Mûrie au fil des temps, la doctrine sociale de l’Église (DSE) peut s’interpréter en fonction de différentes conceptions de l’histoire. Il existe trois manières de se la représenter : internaliste, externaliste, contextualiste.

La conception internaliste souligne le développement chronologique du contenu des quelques 22 lettres qui composent le corpus magistériel, d’où l’importance des dates anniversaires de la première d’entre elles, Rerum novarum (1891).
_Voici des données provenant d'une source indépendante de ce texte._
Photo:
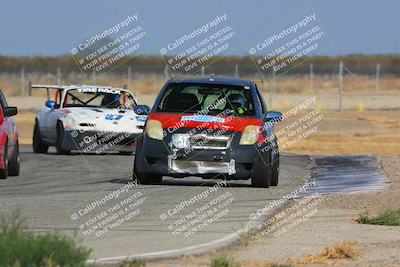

Trois lectures de l’histoire

Certes, les questions sont nouvelles, mais le message se développe avec une cohérence interne, ce qui lui donne la force d’une tradition philosophique et théologique sûre d’elle-même. Les papes citent beaucoup leurs prédécesseurs, sauf quand ils les contredisent, ce qui est rare. Un tronc principal porte sur le travail, la situation des ouvriers, les droits de l’homme… Puis une maîtresse branche se détache sur les questions de développement. Les questions sont différentes mais la théologie est la même. La doctrine sociale est un trésor dont les chrétiens tirent du neuf et de l’ancien. La conception externaliste est mise en œuvre par des historiens qui étudient la manière dont les chrétiens répondent aux questions de leurs temps. Ils s’intéressent plus à la diversité des pratiques qu’à la cohérence du discours.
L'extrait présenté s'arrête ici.